Motor Neurons Selectively Degenerate in ALS Patients
Lesions to motor structures in humans and experimental animals lead to impairments in normal movement. In ALS, as MNs degenerate, the ability to control movement of the muscles is progressively lost. Specific MNs in the brain, brainstem and spinal cord are selectively targeted, and pathology appears first in these restricted MN populations. In fact, the name “Amyotrophic Lateral Sclerosis” reflects the strikingly selective degeneration of MNs in ALS. It is derived from a combination of three words; “Lateral” refers to the lateral spinal cord, given that corticospinal MNs are particularly vulnerable to degeneration; “Amyotrophic” is from the Greek “amyotrophia,” meaning lacking muscle nourishment; and “Sclerosis” (fibrosis) refers to gliosis of the crossed corticospinal tract in the dorsolateral quadrant of the spinal cord (Charcot, 1874; Frey et al., 2000; Pun et al., 2006). In the brain, UMNs in the primary cortex are also amongst the first to degenerate in ALS, and similarly, in the brainstem, the hypoglossal MNs that innervate the muscles of the tongue involved in swallowing and breathing, are also targeted early in disease course. In the brainstem, ALS can also affect trigeminal MNs, the facial MNs and ambiguous MNs. However, other MN subgroups within this region are relatively resistant to degeneration, including MNs of the oculomotor (III), trochlear (IV) and abducens (VI) nuclei, innervating the extraocular muscles (Mannen et al., 1977; Schrøder and Reske-Nielsen, 1984). Hence, eye movements remain relatively preserved throughout disease course (Kanning et al., 2010) and as a consequence, eye tracking devices are often used to aid communication in the later stages of ALS (Caligari et al., 2013). Whilst it has been reported that oculomotor neurons may be affected at disease end stage, this was recently attributed to dysfunction of the dorsolateral prefrontal cortex, the frontal eye field and the supplementary eye field, confirming the relative resistance of pure oculomotor functions in ALS (Shaunak et al., 1995; Proudfoot et al., 2015). Widespread loss of GABAergic interneurons has also been described in ALS, in both the cortex (Stephens et al., 2001; Maekawa et al., 2004) and the spinal cord (Stephens et al., 2006; Hossaini et al., 2011).

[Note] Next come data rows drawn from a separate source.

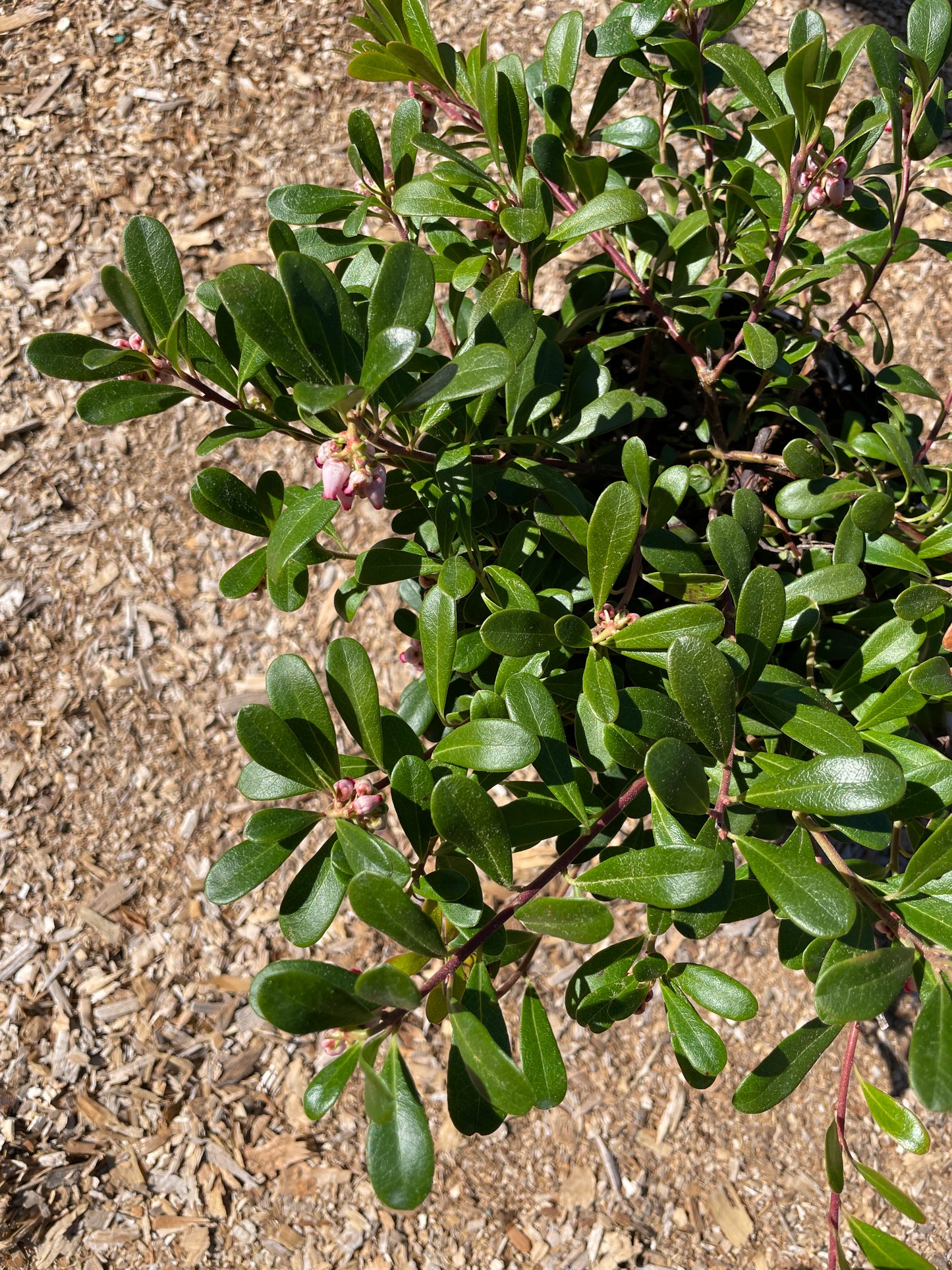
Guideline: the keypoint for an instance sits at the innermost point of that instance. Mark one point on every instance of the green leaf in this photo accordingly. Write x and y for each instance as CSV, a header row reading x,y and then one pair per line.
x,y
891,1193
636,132
731,550
225,500
691,1037
931,1049
119,400
714,990
300,522
381,904
677,778
898,1122
664,877
242,869
658,630
883,1252
804,500
410,790
427,198
400,1152
831,586
864,986
493,1072
260,306
531,705
304,996
612,531
761,345
600,687
387,986
823,730
702,683
438,641
329,1083
489,746
808,893
835,785
744,70
403,291
366,852
783,1068
579,921
389,349
932,859
353,687
457,578
296,696
467,818
603,212
538,1051
154,268
390,560
271,742
242,578
907,379
312,900
917,604
760,620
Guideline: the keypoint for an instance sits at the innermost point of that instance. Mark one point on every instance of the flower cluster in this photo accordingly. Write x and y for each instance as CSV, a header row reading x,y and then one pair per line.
x,y
358,800
607,621
349,470
824,182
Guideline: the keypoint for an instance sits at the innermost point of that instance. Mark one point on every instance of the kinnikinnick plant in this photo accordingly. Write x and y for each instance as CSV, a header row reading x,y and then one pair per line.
x,y
673,560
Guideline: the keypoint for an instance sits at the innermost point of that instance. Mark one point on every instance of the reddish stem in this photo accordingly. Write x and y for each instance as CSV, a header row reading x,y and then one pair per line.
x,y
848,1057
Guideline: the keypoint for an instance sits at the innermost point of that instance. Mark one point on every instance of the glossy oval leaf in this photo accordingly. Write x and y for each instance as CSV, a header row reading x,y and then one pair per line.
x,y
580,921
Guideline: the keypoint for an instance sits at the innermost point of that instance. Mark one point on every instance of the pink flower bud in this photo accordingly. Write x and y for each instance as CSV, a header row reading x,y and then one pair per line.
x,y
334,1042
835,191
378,489
345,789
335,475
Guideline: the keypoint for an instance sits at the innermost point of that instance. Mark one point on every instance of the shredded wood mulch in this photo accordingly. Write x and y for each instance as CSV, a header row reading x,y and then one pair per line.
x,y
148,1116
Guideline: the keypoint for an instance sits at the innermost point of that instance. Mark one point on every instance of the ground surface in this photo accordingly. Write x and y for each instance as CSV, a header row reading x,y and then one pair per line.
x,y
148,1115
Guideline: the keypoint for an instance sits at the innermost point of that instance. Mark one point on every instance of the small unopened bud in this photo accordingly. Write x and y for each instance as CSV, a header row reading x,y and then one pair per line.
x,y
335,475
835,191
367,803
334,1042
378,488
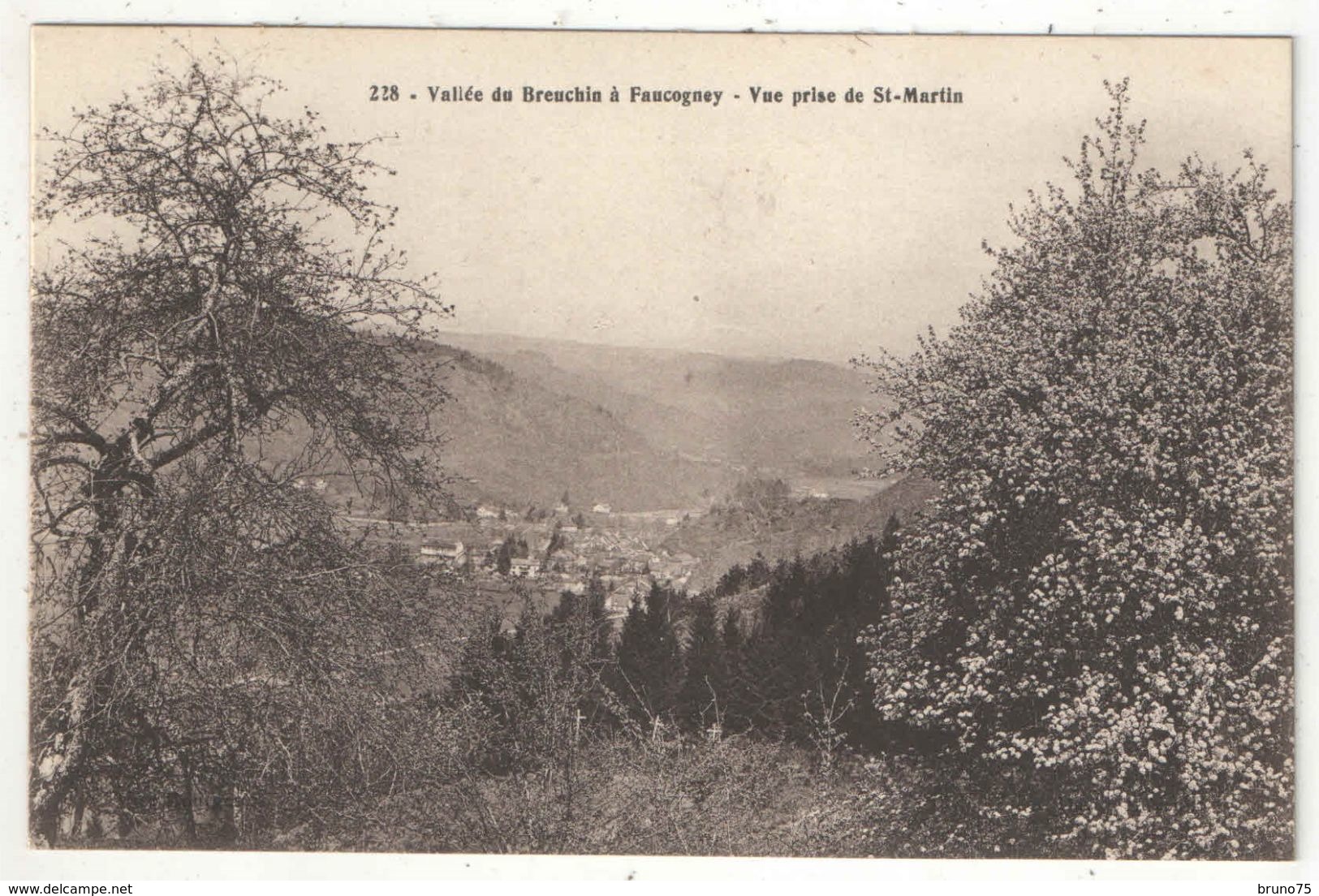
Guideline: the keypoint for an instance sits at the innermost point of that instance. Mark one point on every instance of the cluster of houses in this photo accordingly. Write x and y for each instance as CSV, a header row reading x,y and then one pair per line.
x,y
559,554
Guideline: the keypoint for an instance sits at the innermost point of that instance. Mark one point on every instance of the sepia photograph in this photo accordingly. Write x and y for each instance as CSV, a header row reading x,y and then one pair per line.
x,y
661,444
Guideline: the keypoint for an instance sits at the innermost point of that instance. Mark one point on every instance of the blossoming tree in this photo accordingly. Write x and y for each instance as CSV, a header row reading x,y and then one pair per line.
x,y
1099,602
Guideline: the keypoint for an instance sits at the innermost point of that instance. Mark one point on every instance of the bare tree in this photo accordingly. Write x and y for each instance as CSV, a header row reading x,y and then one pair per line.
x,y
223,318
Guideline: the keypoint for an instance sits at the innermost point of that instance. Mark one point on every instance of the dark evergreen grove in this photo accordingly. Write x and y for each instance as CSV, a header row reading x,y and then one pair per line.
x,y
791,668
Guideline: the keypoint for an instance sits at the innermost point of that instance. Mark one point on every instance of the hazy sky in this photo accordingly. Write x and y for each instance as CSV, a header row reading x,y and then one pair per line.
x,y
817,231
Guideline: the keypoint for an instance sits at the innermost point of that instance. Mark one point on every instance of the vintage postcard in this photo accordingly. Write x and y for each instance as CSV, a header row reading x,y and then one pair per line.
x,y
656,444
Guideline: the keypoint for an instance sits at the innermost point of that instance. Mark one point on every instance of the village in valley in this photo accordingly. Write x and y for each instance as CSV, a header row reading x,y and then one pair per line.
x,y
545,552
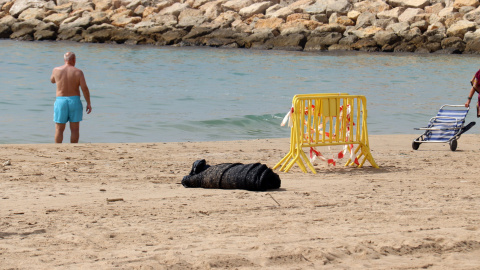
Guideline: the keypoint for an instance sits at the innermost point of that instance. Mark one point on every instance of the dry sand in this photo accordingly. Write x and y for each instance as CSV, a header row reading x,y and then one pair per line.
x,y
420,210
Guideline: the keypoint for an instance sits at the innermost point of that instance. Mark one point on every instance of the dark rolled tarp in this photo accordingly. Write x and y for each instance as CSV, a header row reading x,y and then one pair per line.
x,y
255,176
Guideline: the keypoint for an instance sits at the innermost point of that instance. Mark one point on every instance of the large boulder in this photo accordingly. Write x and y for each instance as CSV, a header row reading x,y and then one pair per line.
x,y
126,35
391,14
32,13
190,17
20,5
24,28
363,33
409,3
212,10
365,44
372,6
322,42
98,33
453,45
460,28
257,8
173,36
386,37
258,39
294,42
70,33
410,14
99,17
270,23
472,15
282,13
365,19
398,27
473,46
470,36
334,27
225,20
56,18
435,8
174,9
237,5
6,26
318,7
461,3
83,22
338,6
45,31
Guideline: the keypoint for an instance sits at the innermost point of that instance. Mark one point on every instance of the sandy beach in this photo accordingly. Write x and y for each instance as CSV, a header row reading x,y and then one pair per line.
x,y
121,206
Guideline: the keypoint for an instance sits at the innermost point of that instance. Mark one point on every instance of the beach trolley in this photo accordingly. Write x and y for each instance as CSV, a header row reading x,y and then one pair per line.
x,y
445,127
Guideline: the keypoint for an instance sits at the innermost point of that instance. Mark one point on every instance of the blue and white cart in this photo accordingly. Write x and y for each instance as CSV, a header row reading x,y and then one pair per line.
x,y
446,127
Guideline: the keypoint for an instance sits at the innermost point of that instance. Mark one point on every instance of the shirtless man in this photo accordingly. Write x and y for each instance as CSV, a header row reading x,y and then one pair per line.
x,y
68,107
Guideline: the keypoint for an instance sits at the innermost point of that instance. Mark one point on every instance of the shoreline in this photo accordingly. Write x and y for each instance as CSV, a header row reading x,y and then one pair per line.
x,y
122,205
307,25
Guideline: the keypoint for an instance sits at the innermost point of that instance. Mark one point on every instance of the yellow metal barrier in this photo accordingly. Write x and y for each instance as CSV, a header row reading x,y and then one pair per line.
x,y
326,120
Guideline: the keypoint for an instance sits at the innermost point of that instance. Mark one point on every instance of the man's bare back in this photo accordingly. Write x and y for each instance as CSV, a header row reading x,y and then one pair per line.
x,y
68,107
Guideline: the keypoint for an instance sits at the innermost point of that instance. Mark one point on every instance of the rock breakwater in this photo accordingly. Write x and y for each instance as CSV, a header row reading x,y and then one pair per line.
x,y
424,26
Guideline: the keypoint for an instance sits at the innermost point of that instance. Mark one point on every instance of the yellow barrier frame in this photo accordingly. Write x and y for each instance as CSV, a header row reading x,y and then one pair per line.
x,y
316,116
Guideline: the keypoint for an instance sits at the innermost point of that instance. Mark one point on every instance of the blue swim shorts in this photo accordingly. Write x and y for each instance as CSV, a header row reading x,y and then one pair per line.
x,y
67,109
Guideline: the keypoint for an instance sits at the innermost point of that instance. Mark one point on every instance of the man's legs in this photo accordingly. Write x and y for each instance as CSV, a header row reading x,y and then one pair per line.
x,y
59,128
75,130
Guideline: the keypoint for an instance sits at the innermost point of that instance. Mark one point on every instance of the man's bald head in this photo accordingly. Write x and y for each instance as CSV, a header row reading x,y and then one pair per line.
x,y
69,57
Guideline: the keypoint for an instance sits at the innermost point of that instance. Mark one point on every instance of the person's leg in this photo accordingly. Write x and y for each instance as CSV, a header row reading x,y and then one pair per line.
x,y
59,128
75,130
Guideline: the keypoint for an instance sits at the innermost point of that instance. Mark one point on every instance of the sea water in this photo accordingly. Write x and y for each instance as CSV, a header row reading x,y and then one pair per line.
x,y
176,94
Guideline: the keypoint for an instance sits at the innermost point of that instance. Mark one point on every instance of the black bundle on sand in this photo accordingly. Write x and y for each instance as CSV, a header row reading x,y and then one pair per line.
x,y
255,177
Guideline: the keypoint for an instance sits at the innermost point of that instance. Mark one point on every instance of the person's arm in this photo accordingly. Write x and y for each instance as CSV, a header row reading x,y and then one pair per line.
x,y
86,92
52,78
470,96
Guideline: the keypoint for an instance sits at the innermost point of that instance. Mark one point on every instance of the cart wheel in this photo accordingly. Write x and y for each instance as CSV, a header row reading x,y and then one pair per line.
x,y
453,145
415,145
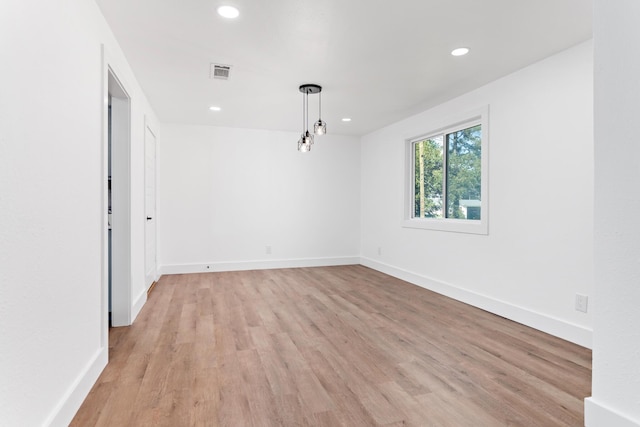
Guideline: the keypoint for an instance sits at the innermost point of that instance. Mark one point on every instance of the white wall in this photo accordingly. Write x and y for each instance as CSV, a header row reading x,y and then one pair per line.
x,y
225,194
615,397
51,304
539,250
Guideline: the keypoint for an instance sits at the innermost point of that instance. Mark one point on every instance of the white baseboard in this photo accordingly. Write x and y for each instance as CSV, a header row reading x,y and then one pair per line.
x,y
69,404
257,265
598,415
138,304
568,331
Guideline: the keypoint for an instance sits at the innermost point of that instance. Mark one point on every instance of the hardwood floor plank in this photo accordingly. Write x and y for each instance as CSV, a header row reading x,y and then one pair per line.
x,y
329,346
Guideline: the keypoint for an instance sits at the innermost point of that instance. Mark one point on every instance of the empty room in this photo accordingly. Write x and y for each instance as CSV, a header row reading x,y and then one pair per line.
x,y
338,213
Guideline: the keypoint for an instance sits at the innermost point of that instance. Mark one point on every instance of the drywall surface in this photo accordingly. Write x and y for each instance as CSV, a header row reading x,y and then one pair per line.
x,y
52,303
616,334
539,249
239,199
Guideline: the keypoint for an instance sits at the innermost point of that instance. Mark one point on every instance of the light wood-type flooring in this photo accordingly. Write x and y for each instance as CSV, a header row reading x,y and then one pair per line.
x,y
330,346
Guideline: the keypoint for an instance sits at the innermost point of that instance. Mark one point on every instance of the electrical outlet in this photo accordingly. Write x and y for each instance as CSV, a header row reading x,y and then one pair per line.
x,y
582,303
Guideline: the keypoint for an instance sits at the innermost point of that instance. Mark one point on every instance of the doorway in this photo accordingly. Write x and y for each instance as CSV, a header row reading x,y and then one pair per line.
x,y
150,264
118,185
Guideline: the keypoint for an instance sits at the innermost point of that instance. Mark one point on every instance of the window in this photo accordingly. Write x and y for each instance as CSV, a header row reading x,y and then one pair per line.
x,y
447,172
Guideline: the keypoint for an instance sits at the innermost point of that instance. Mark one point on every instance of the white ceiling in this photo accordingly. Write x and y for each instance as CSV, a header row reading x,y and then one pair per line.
x,y
378,60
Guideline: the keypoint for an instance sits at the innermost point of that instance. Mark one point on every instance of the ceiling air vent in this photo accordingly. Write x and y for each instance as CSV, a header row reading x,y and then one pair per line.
x,y
219,71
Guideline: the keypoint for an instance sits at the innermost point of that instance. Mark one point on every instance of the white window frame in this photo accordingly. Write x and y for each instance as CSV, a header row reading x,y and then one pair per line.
x,y
462,121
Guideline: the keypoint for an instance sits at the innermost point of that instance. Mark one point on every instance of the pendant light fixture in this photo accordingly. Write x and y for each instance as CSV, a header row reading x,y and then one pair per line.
x,y
320,128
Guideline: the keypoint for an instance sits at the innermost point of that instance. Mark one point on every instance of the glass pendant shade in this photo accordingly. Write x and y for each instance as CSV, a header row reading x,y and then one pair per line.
x,y
320,127
305,142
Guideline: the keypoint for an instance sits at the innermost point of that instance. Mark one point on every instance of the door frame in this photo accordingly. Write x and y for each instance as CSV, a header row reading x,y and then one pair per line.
x,y
114,85
149,281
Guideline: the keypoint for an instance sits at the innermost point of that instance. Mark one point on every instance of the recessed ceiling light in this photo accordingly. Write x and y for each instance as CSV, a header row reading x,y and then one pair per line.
x,y
460,51
229,12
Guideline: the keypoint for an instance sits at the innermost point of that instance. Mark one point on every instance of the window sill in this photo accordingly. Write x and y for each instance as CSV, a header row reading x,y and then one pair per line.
x,y
450,225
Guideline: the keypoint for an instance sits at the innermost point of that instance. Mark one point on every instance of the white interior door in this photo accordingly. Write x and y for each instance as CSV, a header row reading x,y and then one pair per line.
x,y
150,206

MRI studies of ALS patients has revealed that very specific neuronal networks are vulnerable to degeneration in ALS (Bede et al., 2016). However, whilst TDP-43 pathology is the signature pathological hallmark of almost all ALS cases, it can arise in areas of the CNS that are not particularly vulnerable to degeneration (Geser et al., 2008). Significant TDP-43 pathology is present in the substantia nigra and basal ganglia, which are not affected in ALS, as well as in the motor gyrus, midbrain and spinal cord. Curiously, pathological forms of TDP-43 are also detectable in the occipital lobe, amygdala, orbital gyrus and hippocampus (Geser et al., 2008). Hence, whilst major degeneration of corticobulbar, LMN, pyramidal and frontotemporal networks underlie the widespread clinical symptoms of ALS, it remains unclear how other circuits, such as the visual, sensory, autonomic and auditory systems, remain relatively protected in ALS. These unaffected networks, however, have not been well studied in ALS patients.